It is becoming more and more common to see the defenseless and tearful comedian Jimmy Kimmel. Yes, pugnacious Jimmy Kimmel – a veteran of The Man Show, a comedian who could previously be counted on in a good joke war with Matt Damon, let alone any stubborn guerrilla declaration – has undergone something of a transformation. He woke up.

“Jimmy Kimmel Live!” The host cried as he told the story of his little son’s open-heart surgery, and his voice broke as he described the confusion, chaos, and fear during those painfully long moments in the hospital room. He cried as he discussed the October 2017 Las Vegas massacre, Kimmel’s hometown, deliberately challenging President Trump and Congress to do something – “whatever” – about weapons. Only a few weeks ago, he paused – his voice was wavering – as he said “children are being m*rdered” after the shooting in Parkland, Florida.

For the second year in a row, Kimmel has been awarded one of the largest television platforms in the world as an Oscar emcee. Ahead of Sunday’s television broadcast, many are wondering what, if any, impact Kimmel’s newfound openness will have on the show.

However, Kimmel is not the only being or entity that has changed – the entertainment industry itself has entered uncharted territory. Last year alone, Harvey Weinstein was in the audience of the Dolby Theater, among the contestants for the Best Picture Award. Today, Weinstein’s collapse was the catalyst, triggering and fueling the Time’s Up and #MeToo movements, respectively.

But in a recent New York Times report, Oscar producers and ABC executives indicated they wanted to contain manifestations of political activism.

“We certainly want to honor and honor Time’s Up and let this message be heard,” said Channing Dungey, president of ABC Entertainment.. “But we’re trying to make it more timed than on the spur of the moment – it has its moment and then it doesn’t seem to overshadow the artists and movies that are honored.”
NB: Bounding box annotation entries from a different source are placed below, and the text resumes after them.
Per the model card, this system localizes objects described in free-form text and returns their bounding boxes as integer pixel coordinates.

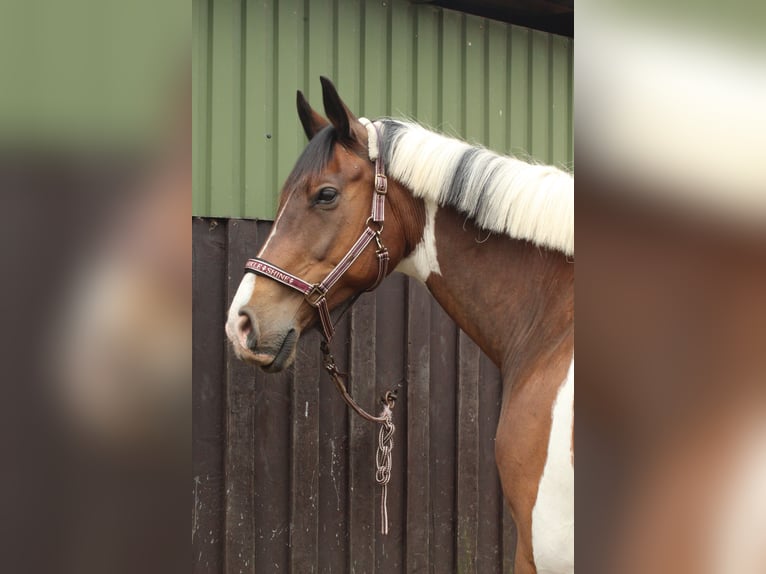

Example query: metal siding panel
[463,16,487,143]
[194,220,513,574]
[492,20,509,153]
[364,2,390,118]
[209,0,241,216]
[192,219,226,574]
[455,331,480,574]
[192,0,212,217]
[192,0,573,218]
[244,0,281,217]
[439,10,465,137]
[550,36,572,168]
[290,331,321,574]
[508,26,531,155]
[348,294,379,574]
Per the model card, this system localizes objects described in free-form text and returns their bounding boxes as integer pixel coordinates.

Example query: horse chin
[250,329,300,373]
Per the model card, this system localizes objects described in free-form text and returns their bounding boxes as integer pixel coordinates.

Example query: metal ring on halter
[304,283,327,307]
[364,215,383,233]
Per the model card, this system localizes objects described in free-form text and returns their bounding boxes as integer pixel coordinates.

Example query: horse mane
[380,119,574,255]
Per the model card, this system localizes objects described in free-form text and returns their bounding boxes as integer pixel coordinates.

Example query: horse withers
[226,78,574,574]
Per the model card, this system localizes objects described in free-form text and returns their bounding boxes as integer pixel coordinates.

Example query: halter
[245,118,396,534]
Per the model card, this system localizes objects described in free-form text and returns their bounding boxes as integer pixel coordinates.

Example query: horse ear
[319,76,359,141]
[296,90,330,143]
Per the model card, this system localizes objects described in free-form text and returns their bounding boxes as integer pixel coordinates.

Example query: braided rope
[375,406,396,534]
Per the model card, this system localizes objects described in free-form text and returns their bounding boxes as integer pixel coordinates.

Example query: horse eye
[315,187,338,205]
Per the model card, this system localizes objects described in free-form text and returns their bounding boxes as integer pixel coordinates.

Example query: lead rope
[320,339,397,534]
[375,406,396,534]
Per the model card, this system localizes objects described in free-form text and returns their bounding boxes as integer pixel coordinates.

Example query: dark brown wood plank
[192,218,226,574]
[406,279,431,572]
[319,314,350,572]
[456,331,480,574]
[224,219,258,574]
[290,329,321,574]
[250,221,292,574]
[502,504,516,572]
[429,300,458,572]
[376,273,408,572]
[476,353,504,572]
[349,294,379,573]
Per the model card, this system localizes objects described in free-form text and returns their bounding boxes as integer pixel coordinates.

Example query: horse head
[226,78,417,372]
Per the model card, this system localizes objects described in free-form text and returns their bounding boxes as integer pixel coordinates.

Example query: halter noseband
[245,118,389,343]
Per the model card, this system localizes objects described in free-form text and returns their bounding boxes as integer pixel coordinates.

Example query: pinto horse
[226,78,574,574]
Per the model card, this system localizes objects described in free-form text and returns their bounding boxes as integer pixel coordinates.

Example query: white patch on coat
[396,200,442,283]
[225,190,295,344]
[226,273,255,344]
[532,358,574,574]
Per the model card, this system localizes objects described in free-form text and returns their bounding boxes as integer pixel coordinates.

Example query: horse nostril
[237,307,258,351]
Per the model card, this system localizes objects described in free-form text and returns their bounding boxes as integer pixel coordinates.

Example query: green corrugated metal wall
[192,0,573,219]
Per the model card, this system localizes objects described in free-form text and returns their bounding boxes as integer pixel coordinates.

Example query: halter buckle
[375,173,388,195]
[305,283,327,307]
[364,216,383,235]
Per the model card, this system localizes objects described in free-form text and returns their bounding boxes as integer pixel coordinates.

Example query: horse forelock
[382,119,574,255]
[285,126,338,190]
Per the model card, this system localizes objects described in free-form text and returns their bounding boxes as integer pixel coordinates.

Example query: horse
[225,77,574,574]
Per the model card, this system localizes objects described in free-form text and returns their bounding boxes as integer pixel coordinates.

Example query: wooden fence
[192,218,515,574]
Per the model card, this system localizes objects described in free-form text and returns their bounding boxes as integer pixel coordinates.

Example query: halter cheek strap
[245,118,389,343]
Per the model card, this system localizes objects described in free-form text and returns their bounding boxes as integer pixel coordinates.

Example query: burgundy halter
[245,118,389,343]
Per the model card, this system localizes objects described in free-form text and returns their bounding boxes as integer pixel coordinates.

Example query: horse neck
[400,204,574,379]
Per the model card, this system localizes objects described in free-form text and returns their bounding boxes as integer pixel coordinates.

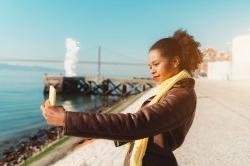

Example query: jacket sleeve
[65,89,195,141]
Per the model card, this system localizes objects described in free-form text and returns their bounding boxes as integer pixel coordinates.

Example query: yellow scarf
[127,70,191,166]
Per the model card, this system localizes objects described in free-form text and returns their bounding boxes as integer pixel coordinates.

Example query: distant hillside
[0,63,63,73]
But if other stops on the award season trail are any indication – a coordinated protest to dress in black at the Golden Globe Awards or all the presenters at the Screen Actors Guild Awards – constant allusions, if not tributes, to injustice in the workplace and women’s inequality at the Oscars is likely.

This dynamics can manifest in a tough rope game for Kimmel as the night’s host, requiring both the carefree mockery of the nominees and the recognition of those who have spoken out.

“Are you even nervous about hitting the right tone?” Paula Faris of ABC News asked Kimmel last week.

“Yes, I’m worried about that,” he replied. “Because I tend to miss the right tone.”

Kimmel has repeatedly stated that he is reluctant to engage in the political struggle – and does not want to actively become “America’s conscience,” as some media call it.

“I want this to be a comedy series,” he told his audience after 58 people died in Las Vegas. “I just want to, you know, laugh at different things every night. But this – it has become more and more difficult lately ”.

But despite the guerrilla traps and despite the potential to discourage some viewers, Kimmel is behind what he says and how he says it is sure he will bring to Sunday’s show.

– Don’t you regret anything you said? Faris from ABC News asked.

“Not at all,” Kimmel said. “I think it’s almost necessary now.”